He got his general education at the Commercial School of Chalki and in 1878 came to Athens where, for two years, he attended classes at the Architectural School of the National Technical School. In 1880, with the financial assistance of the Greek Stephanos Zafeiropoulos, he went to Munich and enrolled in the Academy. For seven years he studied painting with professors Julius Benczur, Ludwig von Lofftz, Wilhelm von Diez and Nikolaos Gyzis, who also became a close friend.

He remained in the Bavarian capital until 1925, at the same time taking trips to Constantinople, Tokat, Samsun and Athens. During this period he maintained his own studio, became a member of the Kunstverein Luitpoldgruppe and developed a wealth of artistic activities, participating in exhibitions at the Glaspalast, as well as the international exhibitions of Munich (1901), Berlin, Leipzig, Hamburg, Vienna, Paris (1900) and London (1895) where he won the silver medal. He also took part in the Artistic Exhibition of Athens in 1899 and in exhibitions at the Parnassos and Zappeion Halls, while in 1931, four years after his death, the Lyceum Club of Greek Women organized a large retrospective exhibition of his work.

By nature restless and with a variety of interests he was involved with the study of ancient monuments, with problems of a philosophical and ethical content, as well as with geology, physiology, medicine and meteorology, indeed developing a theory for weather prediction based on the colors of the dawn and sunset.

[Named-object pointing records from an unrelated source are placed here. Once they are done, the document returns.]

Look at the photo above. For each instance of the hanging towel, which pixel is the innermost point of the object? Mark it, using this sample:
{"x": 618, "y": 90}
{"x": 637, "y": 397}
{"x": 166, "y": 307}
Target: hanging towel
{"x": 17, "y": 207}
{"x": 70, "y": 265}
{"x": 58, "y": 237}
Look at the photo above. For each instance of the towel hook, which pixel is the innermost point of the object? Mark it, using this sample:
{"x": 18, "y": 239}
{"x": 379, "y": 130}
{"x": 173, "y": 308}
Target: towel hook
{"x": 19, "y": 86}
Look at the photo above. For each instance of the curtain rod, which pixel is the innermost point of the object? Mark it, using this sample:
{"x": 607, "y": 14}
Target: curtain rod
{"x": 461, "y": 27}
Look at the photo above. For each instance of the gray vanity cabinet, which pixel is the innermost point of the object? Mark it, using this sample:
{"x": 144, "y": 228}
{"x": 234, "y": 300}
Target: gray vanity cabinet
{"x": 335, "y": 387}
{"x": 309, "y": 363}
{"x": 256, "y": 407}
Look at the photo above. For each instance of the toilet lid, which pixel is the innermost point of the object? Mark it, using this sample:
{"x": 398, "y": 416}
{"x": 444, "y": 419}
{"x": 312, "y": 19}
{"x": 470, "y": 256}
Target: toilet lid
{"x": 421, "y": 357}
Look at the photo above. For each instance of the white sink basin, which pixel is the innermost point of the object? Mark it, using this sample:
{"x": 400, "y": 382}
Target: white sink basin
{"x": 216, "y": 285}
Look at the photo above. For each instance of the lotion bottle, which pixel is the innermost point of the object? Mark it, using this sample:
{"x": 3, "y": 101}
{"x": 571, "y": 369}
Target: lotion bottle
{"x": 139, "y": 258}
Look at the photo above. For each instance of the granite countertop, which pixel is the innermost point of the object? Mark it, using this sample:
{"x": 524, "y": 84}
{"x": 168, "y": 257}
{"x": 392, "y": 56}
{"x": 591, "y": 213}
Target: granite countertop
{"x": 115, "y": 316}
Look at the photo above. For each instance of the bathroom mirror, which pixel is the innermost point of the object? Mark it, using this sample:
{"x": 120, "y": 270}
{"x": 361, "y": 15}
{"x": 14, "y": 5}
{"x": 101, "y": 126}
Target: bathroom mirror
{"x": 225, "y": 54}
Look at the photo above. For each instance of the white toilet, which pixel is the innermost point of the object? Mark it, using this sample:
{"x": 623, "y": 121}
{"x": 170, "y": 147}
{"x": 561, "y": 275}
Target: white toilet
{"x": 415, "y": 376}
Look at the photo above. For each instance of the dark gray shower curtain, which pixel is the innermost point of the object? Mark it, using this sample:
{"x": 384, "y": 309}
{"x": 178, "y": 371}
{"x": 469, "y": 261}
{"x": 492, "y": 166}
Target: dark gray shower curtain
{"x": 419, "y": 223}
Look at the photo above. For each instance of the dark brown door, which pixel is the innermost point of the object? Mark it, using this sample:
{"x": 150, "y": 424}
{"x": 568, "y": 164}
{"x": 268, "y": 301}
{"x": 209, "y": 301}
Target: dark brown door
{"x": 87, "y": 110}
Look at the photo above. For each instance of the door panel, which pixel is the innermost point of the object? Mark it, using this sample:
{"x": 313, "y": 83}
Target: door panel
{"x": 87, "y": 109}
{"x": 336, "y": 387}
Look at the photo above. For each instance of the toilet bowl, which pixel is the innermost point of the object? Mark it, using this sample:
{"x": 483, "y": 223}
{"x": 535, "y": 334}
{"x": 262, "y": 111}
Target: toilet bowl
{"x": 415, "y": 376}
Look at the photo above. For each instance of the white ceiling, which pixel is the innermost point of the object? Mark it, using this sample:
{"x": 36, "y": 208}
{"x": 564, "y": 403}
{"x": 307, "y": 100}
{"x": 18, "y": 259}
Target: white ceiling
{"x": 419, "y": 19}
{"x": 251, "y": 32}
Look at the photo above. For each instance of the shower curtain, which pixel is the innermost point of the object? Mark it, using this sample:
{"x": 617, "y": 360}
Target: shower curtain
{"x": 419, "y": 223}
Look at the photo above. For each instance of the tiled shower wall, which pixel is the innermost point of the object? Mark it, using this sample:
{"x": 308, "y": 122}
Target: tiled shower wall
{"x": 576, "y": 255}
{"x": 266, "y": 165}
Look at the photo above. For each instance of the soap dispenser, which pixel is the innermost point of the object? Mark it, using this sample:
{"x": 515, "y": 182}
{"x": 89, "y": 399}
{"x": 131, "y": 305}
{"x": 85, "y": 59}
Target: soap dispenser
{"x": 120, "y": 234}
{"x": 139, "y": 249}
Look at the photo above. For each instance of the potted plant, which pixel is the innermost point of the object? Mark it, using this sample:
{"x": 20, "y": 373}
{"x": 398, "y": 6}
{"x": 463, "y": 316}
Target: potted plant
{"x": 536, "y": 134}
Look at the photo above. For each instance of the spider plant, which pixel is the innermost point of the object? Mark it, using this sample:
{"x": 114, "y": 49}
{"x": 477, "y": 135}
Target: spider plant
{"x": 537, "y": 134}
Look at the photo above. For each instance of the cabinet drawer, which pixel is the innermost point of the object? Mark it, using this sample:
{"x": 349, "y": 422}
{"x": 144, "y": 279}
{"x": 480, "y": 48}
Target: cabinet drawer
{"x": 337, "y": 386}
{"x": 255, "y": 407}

These thoughts he mentions in an unpublished manuscript written in German and called, Έργα και πάρεργα (Works and Hobbies). But what he was most involved with his whole life long was the study of color and the formulation of a theory related to the warm, cool and complementary colors, which became known by word of mouth and was particularly esteemed by his contemporaries.

Scenes of everyday life and landscapes, which dominate his artistic creation, are the subjects which assist him in applying his theories related to color and light. He was also interested in still life and portraiture, while his scenes from the Middle East, which were inspired by his trips to Constantinople and Asia Minor, were in the style of the Orientalists.